Organizations like OpenAI have started commercially licensing artwork created by their models, highlighting the need to address copyright ownership. Legal disputes may arise over who owns the copyright when AI-generated works resemble copyrighted content, such as the LLM Litigation lawsuits filed against OpenAI, GitHub Copilot, and Stable Diffusion.
Another potential IP pitfall for AI-generated content is unauthorized use and/or poorly executed licensing schemes. This type of problem is exemplified by Getty’s ongoing litigation against Stability AI, the creators of Stable Diffusion. A group of artists have also sued Stability AI for using copyrighted works in their training data; OpenAI is notably excluded from this suit as they have not released information about their training dataset and have a license agreement with Shutterstock.
One aspect that adds complexity to this issue is the potential risk in training AI models using databases that may contain others’ IP. For example, a model trained on open-source code from GitHub may inadvertently reproduce portions of copyrighted code, raising concerns about unintentional infringement or plagiarism; this is the accusation being levelled at GitHub Copilot. Another example is the recent accusation by book authors that OpenAI has been trained using “shadow libraries”, websites that host a repository of pirated books and publications.
U.S. courts ruled that scraping publicly accessible data is legal in hiQ Labs v. LinkedIn.
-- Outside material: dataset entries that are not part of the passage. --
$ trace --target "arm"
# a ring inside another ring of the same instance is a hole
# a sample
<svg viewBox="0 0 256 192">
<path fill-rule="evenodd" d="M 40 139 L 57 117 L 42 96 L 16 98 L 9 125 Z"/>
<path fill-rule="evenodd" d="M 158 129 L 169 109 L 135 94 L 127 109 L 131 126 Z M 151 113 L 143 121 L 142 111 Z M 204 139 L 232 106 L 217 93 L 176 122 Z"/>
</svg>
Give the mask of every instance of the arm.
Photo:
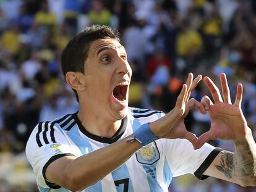
<svg viewBox="0 0 256 192">
<path fill-rule="evenodd" d="M 132 136 L 78 158 L 67 156 L 54 161 L 47 168 L 46 177 L 72 191 L 82 190 L 122 165 L 141 148 L 137 141 L 127 142 Z"/>
<path fill-rule="evenodd" d="M 186 111 L 186 106 L 191 91 L 201 78 L 202 77 L 198 76 L 193 81 L 193 75 L 190 73 L 186 84 L 183 85 L 174 109 L 164 117 L 150 124 L 150 129 L 156 136 L 158 138 L 169 138 L 169 135 L 171 135 L 173 138 L 188 138 L 194 146 L 197 145 L 195 136 L 186 131 L 186 128 L 176 133 L 175 131 L 172 132 L 172 128 L 187 112 Z M 57 159 L 47 167 L 46 178 L 50 182 L 72 191 L 81 190 L 93 185 L 124 164 L 142 147 L 136 140 L 127 142 L 127 138 L 133 137 L 133 135 L 130 135 L 118 142 L 79 158 L 67 156 Z M 100 163 L 98 163 L 99 160 Z"/>
<path fill-rule="evenodd" d="M 204 175 L 242 186 L 256 186 L 256 144 L 251 131 L 247 140 L 236 141 L 235 152 L 221 151 Z"/>
<path fill-rule="evenodd" d="M 220 79 L 224 101 L 213 82 L 208 78 L 204 79 L 215 103 L 208 97 L 202 101 L 208 107 L 211 123 L 210 131 L 199 137 L 199 147 L 207 141 L 218 138 L 233 140 L 236 150 L 234 153 L 221 152 L 204 173 L 244 186 L 256 186 L 256 144 L 241 108 L 242 85 L 237 85 L 236 101 L 232 104 L 224 73 L 221 73 Z"/>
</svg>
However, a subsequent ruling decided that hiQ Labs had breached LinkedIn’s User Agreement, resulting in a settlement between the parties. This demonstrates that, while data scraping is legal, it is wise to ensure that the source of the data is not protected by any agreements or IP protection.
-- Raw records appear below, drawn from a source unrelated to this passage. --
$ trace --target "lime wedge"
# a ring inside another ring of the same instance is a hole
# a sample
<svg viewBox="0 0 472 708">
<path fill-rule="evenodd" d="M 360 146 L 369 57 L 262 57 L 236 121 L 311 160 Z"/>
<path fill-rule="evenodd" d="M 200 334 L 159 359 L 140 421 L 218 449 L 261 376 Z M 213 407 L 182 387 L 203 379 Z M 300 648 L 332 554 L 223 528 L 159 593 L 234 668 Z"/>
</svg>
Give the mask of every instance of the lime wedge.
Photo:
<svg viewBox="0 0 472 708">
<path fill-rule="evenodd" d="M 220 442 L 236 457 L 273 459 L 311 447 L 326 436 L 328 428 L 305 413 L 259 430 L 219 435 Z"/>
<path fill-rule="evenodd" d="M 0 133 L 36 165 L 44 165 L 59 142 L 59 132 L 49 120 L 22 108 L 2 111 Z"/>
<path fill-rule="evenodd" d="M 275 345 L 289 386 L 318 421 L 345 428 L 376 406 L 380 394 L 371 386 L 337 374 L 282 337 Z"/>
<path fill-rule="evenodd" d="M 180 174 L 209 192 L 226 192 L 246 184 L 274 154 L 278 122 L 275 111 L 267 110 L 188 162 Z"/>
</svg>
The current legal landscape surrounding IP and generative AI is murky and fluctuating. The current indication is that AI cannot be a creator in both copyright and patents. It is as of yet unclear what rights copyright holders will be granted in relation to use of their work in training datasets. To avoid IP-related issues, it is best practice to try to establish contracts governing any training data used in AI development, either through a licensing agreement or ownership.
IP is a key business asset, especially in AI and machine learning. To gain a competitive edge, prioritize integrating IP into your business plans, including strategies for commercialization and monetization.